As a candidate, Donald Trump was given to bold policy proposals that he assured supporters he would enact once taking office. “We’re gonna do it,” he’d typically tell campaign crowds. But unlike many politicians, who, for better or worse, scale back ambitions after getting elected, President Trump has actually proposed the kind of sweeping, radical changes that he promised on the campaign trail. That’s probably one reason why he remains popular among his core supporters but is simultaneously having a tough time accomplishing anything that requires Congress’s approval. The new legal-immigration reform plan that Trump announced on Wednesday exemplifies the problem and may represent another missed opportunity.
The plan includes a sensible pitch to reconfigure U.S. visa policies to reflect what most First World, industrialized nations have already done: give priority to skilled immigrants likely to succeed in the modern economy. This would mark a break with our current system, where most immigrants are granted entry based on family ties. But Trump would also cut legal immigration in half at a time when the country’s unemployment rate is below 5 percent, a proposal that could prompt strong opposition from moderate Republican senators whose votes are needed to pass any package, as well as from business groups that might otherwise be enthusiastic about a skills-based immigration system. Not surprisingly, Trump’s backing of a severe reduction in legal-immigration levels has generated most of the headlines in stories.
Fixing our legal-immigration system was never going to be easy, but the effort is worth it—the payoff is potentially enormous. A decade ago, John McCain and Ted Kennedy produced a bill that proposed moving to a skills-based system. Though the measure ultimately died because it also included a controversial path to amnesty for illegals, even the bipartisan approach to a new legal system based on merit was divisive. Presidential candidates Barack Obama and Hillary Clinton both objected to the bill, claiming that moving away from a family-based immigration system was contrary to America values. Today, the notion persists that emphasizing skills over family is somehow un-American, and separates families.
Given that history, Trump was always going to have to rely principally on keeping his own party members together to accomplish any immigration reform. Congressional Democrats have already shown that they remain united in opposition to Trump, and the party today sees immigration not as an area where policies need to be crafted in the national interest, but as a recruiting tool. For the Democrats, in other words, the more expansive the policy, the better. Republicans in Congress, however, are hardly unified. The party encompasses a range of right-leaning interests on immigration, from business groups that don’t want to see the flow of newcomers severely reduced to blue-collar workers worried about disappearing jobs to culture warriors troubled by the increasingly slow assimilation of immigrants into American society.

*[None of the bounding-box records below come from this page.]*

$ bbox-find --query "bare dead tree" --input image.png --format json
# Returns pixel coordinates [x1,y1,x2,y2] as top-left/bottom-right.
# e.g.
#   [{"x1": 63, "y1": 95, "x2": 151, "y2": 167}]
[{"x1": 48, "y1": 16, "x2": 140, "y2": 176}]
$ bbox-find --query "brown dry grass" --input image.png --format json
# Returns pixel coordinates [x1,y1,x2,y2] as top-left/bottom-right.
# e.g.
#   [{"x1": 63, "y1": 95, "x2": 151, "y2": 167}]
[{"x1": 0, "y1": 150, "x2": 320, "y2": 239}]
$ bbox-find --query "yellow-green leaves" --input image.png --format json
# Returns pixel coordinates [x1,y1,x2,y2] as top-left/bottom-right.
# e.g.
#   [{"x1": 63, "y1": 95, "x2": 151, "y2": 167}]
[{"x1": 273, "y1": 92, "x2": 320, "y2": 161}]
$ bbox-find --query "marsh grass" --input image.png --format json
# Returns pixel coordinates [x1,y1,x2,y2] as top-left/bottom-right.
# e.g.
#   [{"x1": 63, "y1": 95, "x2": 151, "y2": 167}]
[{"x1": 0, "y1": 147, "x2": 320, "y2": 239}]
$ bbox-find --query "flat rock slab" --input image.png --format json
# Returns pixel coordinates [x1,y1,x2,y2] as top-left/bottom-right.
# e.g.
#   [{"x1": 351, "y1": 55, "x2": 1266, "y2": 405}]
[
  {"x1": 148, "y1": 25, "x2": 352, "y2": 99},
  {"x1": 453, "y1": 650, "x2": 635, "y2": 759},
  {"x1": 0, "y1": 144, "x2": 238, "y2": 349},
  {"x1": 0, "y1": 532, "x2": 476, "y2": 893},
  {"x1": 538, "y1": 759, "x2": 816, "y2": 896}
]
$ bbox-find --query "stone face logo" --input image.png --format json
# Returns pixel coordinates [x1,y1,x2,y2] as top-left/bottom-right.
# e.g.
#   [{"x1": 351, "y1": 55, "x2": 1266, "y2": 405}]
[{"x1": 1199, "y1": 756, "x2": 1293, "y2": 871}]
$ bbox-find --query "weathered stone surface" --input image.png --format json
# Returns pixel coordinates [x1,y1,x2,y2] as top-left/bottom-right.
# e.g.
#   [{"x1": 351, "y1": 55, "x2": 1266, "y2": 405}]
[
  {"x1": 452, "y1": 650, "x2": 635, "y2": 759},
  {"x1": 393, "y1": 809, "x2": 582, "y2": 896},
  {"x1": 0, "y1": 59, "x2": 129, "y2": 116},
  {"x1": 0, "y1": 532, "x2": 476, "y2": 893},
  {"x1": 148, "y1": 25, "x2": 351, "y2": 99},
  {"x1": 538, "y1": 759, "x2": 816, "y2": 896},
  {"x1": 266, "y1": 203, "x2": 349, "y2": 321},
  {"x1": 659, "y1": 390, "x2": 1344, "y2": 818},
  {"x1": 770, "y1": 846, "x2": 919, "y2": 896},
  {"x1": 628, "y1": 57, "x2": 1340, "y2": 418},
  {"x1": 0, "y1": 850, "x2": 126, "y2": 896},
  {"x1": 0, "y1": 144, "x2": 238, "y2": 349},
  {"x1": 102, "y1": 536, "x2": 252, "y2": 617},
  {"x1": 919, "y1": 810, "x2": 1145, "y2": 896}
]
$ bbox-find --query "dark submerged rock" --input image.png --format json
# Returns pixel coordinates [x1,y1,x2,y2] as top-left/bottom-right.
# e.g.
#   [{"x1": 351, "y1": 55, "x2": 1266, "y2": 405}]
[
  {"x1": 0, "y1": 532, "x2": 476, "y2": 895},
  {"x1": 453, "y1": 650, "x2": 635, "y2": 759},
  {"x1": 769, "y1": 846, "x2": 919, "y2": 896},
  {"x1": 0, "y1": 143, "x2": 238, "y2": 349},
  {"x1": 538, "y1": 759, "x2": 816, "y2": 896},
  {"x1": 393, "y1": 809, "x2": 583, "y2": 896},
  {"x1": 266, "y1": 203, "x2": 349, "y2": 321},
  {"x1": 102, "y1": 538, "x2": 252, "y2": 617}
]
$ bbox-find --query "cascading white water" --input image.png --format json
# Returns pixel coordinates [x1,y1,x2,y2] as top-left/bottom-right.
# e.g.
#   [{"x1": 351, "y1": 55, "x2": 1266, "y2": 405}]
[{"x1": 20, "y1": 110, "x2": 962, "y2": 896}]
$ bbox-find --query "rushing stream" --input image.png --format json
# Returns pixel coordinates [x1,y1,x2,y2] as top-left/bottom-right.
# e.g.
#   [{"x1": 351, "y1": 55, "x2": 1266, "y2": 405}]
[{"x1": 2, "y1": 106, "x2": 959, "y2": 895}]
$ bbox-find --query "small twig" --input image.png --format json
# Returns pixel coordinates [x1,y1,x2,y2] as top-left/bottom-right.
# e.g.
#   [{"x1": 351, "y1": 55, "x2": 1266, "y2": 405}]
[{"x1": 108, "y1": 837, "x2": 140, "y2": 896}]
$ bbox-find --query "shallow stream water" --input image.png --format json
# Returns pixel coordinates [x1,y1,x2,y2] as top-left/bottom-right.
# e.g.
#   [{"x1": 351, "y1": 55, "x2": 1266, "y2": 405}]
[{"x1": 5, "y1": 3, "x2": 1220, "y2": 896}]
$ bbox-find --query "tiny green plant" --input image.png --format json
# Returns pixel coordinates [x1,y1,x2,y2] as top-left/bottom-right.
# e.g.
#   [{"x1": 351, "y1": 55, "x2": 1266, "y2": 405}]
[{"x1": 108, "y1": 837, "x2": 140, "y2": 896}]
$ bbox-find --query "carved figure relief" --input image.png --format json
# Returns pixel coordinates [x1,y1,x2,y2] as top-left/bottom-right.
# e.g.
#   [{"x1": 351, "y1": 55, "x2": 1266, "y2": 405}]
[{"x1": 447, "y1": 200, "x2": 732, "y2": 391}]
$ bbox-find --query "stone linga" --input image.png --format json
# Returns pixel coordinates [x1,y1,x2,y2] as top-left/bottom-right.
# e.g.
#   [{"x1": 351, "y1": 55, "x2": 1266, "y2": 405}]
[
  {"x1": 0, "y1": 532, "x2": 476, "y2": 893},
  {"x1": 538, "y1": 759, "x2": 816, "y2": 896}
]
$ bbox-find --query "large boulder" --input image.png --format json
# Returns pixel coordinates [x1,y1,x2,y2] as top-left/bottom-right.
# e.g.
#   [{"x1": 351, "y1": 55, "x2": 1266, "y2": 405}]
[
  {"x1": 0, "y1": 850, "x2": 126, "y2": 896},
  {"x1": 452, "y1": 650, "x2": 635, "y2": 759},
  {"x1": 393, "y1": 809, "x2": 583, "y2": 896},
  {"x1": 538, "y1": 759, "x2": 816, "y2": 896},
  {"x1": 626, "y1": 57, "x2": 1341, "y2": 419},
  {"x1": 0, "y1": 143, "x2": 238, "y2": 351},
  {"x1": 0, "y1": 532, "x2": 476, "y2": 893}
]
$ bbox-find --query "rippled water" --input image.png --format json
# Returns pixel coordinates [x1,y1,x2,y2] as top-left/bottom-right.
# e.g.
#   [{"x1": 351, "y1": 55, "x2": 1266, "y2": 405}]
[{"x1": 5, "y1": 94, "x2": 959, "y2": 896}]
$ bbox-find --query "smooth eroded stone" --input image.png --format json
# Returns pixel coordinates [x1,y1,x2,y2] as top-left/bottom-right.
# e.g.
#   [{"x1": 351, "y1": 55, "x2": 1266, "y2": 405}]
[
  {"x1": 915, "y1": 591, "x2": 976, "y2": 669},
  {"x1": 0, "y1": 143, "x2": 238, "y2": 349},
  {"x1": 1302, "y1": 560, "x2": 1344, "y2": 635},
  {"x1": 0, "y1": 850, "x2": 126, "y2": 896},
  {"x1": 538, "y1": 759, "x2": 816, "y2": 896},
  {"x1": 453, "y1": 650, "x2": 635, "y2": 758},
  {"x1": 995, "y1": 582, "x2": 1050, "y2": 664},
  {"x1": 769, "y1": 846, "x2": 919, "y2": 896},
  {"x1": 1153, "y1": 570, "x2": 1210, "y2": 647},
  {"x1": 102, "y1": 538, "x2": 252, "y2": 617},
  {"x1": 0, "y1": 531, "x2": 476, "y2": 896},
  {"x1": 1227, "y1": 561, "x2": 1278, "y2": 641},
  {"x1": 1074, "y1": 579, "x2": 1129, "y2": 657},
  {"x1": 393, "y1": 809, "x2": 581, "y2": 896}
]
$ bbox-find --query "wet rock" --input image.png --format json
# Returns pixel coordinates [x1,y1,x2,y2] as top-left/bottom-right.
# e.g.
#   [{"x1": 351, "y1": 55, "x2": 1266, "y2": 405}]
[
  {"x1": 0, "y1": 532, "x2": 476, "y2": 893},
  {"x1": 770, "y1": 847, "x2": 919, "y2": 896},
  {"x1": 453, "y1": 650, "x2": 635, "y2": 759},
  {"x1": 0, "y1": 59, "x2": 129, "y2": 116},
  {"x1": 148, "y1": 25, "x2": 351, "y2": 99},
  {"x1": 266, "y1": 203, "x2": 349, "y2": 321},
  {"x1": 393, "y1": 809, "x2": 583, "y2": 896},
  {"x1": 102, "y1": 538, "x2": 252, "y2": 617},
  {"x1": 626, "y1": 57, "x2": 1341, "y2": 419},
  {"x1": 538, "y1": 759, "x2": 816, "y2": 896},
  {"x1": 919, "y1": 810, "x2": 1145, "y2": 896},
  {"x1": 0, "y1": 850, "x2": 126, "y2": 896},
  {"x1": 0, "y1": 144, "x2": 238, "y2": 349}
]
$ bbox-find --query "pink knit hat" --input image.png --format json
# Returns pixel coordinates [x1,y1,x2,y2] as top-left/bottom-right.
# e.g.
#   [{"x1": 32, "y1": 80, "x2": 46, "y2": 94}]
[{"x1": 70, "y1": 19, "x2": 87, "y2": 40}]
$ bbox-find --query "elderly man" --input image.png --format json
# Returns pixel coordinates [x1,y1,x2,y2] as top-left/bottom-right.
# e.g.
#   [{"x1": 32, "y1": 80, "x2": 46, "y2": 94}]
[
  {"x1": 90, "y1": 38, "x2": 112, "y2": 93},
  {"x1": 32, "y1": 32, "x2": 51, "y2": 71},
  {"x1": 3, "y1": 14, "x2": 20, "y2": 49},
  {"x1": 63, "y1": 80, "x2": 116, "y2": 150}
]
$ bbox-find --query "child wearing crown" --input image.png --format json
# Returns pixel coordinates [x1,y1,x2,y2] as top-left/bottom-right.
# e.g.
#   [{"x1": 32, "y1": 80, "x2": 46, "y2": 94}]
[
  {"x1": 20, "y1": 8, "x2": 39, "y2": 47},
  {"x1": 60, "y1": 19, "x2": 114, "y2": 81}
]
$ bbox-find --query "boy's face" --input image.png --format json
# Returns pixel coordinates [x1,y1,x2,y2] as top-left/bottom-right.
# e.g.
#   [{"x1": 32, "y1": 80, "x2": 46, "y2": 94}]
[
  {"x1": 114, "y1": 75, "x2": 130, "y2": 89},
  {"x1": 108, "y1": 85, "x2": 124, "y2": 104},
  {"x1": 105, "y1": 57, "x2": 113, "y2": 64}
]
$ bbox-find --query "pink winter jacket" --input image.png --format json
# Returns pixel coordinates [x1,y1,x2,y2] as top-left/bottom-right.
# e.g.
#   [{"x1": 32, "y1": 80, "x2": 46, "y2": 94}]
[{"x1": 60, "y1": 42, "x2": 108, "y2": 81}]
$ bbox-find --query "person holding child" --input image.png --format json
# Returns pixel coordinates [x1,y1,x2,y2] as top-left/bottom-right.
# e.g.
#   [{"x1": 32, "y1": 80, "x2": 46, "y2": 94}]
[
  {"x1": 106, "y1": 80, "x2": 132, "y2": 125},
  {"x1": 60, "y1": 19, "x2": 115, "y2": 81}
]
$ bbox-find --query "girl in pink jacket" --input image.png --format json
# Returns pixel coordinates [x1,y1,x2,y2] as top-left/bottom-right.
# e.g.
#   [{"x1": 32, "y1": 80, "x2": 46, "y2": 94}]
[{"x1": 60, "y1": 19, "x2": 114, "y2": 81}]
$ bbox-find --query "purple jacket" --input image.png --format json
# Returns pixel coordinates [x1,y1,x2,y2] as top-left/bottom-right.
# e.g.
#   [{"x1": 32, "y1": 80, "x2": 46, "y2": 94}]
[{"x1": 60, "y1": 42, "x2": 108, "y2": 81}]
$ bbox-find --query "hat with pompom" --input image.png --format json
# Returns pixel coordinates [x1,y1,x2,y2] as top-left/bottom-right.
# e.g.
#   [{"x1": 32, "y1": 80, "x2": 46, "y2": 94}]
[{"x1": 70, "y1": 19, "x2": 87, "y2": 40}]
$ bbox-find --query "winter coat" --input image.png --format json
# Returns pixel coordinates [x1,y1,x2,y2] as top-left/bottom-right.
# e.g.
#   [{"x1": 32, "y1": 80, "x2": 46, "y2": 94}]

If Trump has any chance of bringing this diverse group together, it’s with an argument that recognizes the benefits of immigration to the economy and specific industries but also acknowledges that our current system based on family ties is outdated and bad for our most vulnerable workers. Some two-thirds of those currently gaining legal entry come through family ties, or “chain migration,” and these newcomers are typically lower-skilled and command lower wages. As the American economy has become more knowledge-based, with jobs growing ever more sophisticated, unskilled workers have struggled to gain an economic footing and assimilated more slowly than better-skilled workers. The large number of unskilled immigrants also drives down wages for the lowest earners. As Harvard economist George Borjas recently observed, “Since more than a quarter of America’s recent immigrants lack even a high-school diploma or its equivalent, immigration particularly hurts the least-educated native workers, the very people who are already struggling the most. America’s immigration system, in other words, pits two of the groups liberals care about most—the native-born poor and the immigrant poor—against each other.”
Shifting to a system that emphasizes immigrants with skills, which has generated demonstrable benefits in other countries, notably Australia, changes this dynamic. As Australia’s experience shows, new arrivals with skills assimilate and succeed economically more quickly. Of course, any new competition for jobs potentially puts a downward pressure on wages, but there’s evidence that America needs workers with skills far more than it needs new waves of unskilled laborers.
At the same time, the administration must answer the charge that shifting away from a family-based system would somehow “separate” families. Under Trump’s proposed skills-based system, an individual who gains entry can bring along a spouse and minor children. Once those new immigrants establish legal residence here, though, they no longer would be able to bring over parents or adult brothers and sisters and their families, as current law allows. Since any new applicant for a visa would know this in advance, the policy hardly amounts to splitting up families.
Moreover, our family-based system, poorly thought out in the first place, has driven immigration policy in directions that Congress never anticipated. The extended-family policy created such demand for visas that, starting in the mid-1960s, Congress began a steady increase in immigration levels, seeking to cut down the long waiting list of applicants. But as Washington lifted the number of legal visas, that list has never grown shorter: the new visas have merely attracted more applicants. Thus, America went from legal immigration of 296,697 annually in 1965 to 524,295 by 1980 to more than 1 million today. It’s safe to say that our legal immigration currently reflects no informed notion of a proper level of visas. Rather, those levels are a reflection of political pressures generated by a system that produced far more demand than originally intended.
Still, any appeal that Trump’s immigration plan might have to moderate Republicans and business groups is undercut by its dramatic reduction in immigration levels. The plan’s skills-based approach, for instance, wouldn’t add new visas for these workers, but merely reallocate 140,000 employment visas already available to workers. Meantime, the Trump proposal would, by ending visas for relatives beyond the nuclear family, eventually cut as many as 500,000 legal immigrants a year. That’s why the plan can be described by critics as restrictionist—and why it will struggle to gain enough Republican votes to pass. There’s little doubt that shifting America toward a merit-based immigration system would have a positive impact on our economy and our culture. For that to happen, though, Trump will need to find common ground with his own party.